Iraq has signed a $1.2 billion contract with Canada’s Capgent to build 10 power stations with a total capacity of 1,000 megawatts in a bid to meet local demand, the country’s Electricity Ministry said on Saturday.
Each station has a capacity of 100 MW and will be installed by the Canadian Alliance for Power Generation Equipment (Capgent) around Iraq over 12 months, the ministry said in a statement.
The private Canadian thermal and diesel power plant construction company has electricity projects around the world, including in Kenya, Nepal, Angola and Mexico.
Iraq will have to repay the cost of the contract to Capgent once the power stations come into service and the total amount should be paid within two years, the statement said.
Iraq faces a chronic electricity shortage and intermittent power is one of the public’s top complaints.

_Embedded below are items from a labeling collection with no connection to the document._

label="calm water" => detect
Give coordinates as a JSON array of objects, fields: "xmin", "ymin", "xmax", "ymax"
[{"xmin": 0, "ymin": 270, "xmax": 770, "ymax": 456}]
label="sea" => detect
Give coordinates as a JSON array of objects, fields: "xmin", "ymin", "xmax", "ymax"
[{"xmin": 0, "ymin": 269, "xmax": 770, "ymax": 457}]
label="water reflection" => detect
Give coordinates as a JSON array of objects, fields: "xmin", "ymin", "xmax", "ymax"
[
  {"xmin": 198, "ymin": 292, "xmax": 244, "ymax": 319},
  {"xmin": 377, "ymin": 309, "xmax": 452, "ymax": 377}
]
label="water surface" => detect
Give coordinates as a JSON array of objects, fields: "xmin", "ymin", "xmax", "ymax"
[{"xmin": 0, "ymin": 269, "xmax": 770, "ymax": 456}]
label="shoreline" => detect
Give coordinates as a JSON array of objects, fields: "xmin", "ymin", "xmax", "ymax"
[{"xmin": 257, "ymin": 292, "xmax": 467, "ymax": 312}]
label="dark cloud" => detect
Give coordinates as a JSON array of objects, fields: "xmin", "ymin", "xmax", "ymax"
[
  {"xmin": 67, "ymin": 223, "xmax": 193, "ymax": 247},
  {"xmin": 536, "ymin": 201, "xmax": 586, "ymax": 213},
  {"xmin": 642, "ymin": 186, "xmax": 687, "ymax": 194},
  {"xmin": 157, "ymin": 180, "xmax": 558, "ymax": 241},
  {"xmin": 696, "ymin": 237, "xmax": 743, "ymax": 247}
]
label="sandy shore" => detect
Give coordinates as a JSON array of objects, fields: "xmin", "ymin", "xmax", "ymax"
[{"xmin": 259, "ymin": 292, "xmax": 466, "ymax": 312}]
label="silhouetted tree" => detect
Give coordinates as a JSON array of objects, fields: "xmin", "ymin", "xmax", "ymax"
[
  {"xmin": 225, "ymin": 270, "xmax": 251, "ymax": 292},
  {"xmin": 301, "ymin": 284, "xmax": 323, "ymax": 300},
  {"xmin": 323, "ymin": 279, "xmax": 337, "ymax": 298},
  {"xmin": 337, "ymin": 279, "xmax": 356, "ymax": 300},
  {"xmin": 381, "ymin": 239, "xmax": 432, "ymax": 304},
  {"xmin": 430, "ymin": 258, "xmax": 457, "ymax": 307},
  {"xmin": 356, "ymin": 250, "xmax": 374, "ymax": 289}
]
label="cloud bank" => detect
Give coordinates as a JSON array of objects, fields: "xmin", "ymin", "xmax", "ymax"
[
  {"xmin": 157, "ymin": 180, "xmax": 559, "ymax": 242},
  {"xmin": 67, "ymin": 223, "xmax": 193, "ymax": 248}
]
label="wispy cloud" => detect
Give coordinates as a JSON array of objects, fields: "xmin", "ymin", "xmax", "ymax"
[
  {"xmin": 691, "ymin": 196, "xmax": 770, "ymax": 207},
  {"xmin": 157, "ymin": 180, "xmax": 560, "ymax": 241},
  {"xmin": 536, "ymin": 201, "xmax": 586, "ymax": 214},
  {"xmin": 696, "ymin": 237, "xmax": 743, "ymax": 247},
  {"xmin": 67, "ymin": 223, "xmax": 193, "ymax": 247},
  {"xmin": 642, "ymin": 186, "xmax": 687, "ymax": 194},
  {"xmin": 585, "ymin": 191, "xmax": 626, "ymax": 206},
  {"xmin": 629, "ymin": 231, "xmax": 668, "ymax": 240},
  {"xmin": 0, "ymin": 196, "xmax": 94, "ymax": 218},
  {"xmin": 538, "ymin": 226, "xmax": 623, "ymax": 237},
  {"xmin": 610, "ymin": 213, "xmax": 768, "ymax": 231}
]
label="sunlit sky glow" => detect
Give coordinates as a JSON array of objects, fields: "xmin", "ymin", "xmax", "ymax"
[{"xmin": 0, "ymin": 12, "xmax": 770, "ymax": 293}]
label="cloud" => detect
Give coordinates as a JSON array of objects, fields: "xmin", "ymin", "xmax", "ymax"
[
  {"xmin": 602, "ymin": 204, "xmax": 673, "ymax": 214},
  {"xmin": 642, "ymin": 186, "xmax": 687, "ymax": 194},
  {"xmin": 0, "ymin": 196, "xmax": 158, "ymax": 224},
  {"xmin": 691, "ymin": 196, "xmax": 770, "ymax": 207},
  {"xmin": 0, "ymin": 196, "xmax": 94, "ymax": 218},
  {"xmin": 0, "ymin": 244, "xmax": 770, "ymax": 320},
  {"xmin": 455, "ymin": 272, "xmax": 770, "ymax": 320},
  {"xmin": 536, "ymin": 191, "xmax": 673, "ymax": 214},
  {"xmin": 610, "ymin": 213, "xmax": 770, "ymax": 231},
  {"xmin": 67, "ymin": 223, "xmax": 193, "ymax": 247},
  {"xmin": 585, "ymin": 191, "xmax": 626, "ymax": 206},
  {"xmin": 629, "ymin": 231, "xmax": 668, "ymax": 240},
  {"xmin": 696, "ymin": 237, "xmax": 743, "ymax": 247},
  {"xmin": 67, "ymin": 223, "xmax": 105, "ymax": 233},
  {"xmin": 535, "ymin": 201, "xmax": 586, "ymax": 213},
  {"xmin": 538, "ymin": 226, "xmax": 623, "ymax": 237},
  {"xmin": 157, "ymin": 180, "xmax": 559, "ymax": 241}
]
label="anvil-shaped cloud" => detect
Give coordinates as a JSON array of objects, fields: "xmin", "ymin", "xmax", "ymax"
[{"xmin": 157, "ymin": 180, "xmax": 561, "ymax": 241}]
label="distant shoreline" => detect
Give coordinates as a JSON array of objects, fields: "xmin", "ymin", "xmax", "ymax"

More than eight years after the U.S.-led invasion, its fragile national grid — battered by years of war, sanctions and neglect, is only able to supply a few hours of power a day.
Demand for power is expected to increase with the onset of summer, when temperatures can reach 50 degrees Celsius (122 Fahrenheit) and people turn on their air conditioners to keep cool.
The national grid is expected to supply less than half of the country’s 15,000 MW peak demand this summer, and the ministry of electricity is hoping to add around 1,000 MW to the grid this year.
In January it awarded a $219 million contract to South Korea’s Hyundai Engineering & Construction to install four gas turbines in Baghdad with a total generating capacity of 500 MW.